Larger echelons are also looking at the lessons from 1.0 and determining what that means for force design changes, new formations and how to fight.
“It’s been fascinating because the way we’re building these transformation-in-contact formation, starting with the infantry and then moving on to the other brigade combat teams, we’re getting a large set of data from multiple soldiers, multiple units and that’s immediately going to feed into that force design update,” Lt. Col. Donald Hackett, chief of force management at V Corps, said in an interview. “It’s all being fed from the soldier up. And then as the brigade combat teams built, we’re going to adjust … how the corps operate, how the divisions operate. And you’re going to see a transformation-in-contact 2.0 where they start building that out to the divisions. They’re doing experimentations with the corps. It’s just a whole new approach to how we get after designing units.”
The Army is trying to determine how some of the new technologies and equipment, which make brigades more effective at longer ranges, affects the overall battlefield geometry, to include for higher echelon units.
While the brigade was the primary unit of action during the Global War on Terror, the Army is moving that up to division in anticipation of potential large-scale combat operations against sophisticated adversaries such as Russia and China.

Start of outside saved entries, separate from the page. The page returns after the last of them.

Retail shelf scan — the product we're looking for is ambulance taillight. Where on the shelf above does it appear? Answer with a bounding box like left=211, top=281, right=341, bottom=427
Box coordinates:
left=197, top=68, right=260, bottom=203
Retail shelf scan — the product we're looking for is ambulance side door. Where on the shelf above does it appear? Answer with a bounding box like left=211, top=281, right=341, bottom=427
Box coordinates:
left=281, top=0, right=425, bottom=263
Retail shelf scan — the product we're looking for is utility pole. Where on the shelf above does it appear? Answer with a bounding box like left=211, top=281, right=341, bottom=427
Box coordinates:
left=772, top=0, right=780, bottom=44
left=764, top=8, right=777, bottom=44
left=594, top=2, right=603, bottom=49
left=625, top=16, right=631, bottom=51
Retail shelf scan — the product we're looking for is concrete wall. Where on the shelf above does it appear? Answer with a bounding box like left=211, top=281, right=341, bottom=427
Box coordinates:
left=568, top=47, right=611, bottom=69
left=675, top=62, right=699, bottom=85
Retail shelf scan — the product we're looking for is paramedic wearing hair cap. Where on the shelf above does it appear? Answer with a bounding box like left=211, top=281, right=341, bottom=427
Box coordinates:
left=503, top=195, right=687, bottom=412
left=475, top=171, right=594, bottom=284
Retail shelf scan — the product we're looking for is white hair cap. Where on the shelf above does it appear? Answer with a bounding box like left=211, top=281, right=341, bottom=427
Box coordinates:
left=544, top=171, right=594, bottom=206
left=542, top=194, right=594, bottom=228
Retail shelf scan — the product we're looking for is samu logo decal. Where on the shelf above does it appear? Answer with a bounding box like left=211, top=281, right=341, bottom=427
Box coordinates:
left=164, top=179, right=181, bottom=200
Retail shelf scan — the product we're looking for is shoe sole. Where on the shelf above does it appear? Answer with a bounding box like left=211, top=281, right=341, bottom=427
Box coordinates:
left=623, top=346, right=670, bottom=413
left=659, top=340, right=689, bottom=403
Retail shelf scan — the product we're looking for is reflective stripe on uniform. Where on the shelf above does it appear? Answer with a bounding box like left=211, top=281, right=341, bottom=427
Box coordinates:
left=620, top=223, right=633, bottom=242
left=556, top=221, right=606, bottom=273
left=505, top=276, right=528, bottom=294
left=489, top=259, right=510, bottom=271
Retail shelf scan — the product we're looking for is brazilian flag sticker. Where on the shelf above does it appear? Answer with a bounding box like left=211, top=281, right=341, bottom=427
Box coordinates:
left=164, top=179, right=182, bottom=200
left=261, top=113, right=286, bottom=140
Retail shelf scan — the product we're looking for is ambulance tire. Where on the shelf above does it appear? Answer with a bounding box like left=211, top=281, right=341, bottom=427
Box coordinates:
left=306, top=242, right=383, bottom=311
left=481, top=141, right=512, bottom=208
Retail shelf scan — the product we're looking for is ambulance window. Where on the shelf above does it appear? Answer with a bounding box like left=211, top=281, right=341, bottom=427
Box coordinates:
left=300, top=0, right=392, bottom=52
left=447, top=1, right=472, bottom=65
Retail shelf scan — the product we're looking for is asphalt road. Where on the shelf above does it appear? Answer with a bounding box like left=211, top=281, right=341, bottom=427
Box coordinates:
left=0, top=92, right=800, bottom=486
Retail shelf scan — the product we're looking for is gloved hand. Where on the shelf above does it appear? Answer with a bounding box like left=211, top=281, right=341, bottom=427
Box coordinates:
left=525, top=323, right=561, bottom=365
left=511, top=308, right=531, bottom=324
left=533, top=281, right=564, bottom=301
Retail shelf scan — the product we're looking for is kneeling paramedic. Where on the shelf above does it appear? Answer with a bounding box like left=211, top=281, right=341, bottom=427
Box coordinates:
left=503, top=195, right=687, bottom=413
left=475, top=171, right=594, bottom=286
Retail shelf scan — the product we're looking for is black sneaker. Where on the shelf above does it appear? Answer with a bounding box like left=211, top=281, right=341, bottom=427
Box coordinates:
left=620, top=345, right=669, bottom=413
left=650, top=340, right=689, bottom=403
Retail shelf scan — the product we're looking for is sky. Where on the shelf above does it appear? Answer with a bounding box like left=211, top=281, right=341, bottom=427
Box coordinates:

“As we see these capabilities at the brigade level and just the increased range that you have for both the kinetic and non-kinetic effects, but the sensors, and now you add that to the division level and then potentially, down the road, we’re not talking corps is part of TiC, but how does that change fundamentally maybe the way you think about and fight at echelon,” Costanza said. “These brigades have capability that can actually affect the division deep area and vice versa. The divisions are going to have capabilities that potentially can affect the corps deep area. Then let’s just talk about airspace management and everything else [that] is going on. It’s a fundamental shift, I think, in the way we got to think about the battlefield framework and how we fight at echelon.”
Others explained how these new capabilities that enabled the strike companies affect how corps thinks about fighting.
“It’s shaping how the corps is trying to gather information from how this brigade sees themselves operating to how that might change how the division sees its battlefield geometry and structure on how they fight for information,” Dixon said. “Then all the way up at the corps level, if I have a fully enabled brigade causing a more-enabled division, how does that change how the corps sees its shaping fight versus its close fight in the future? If you add that early reconnaissance capability proliferated all the way down to the lowest level and say I’m also increasing their reach with things like one-way drones, … how does that change how the corps sees the full battlefield geometry?”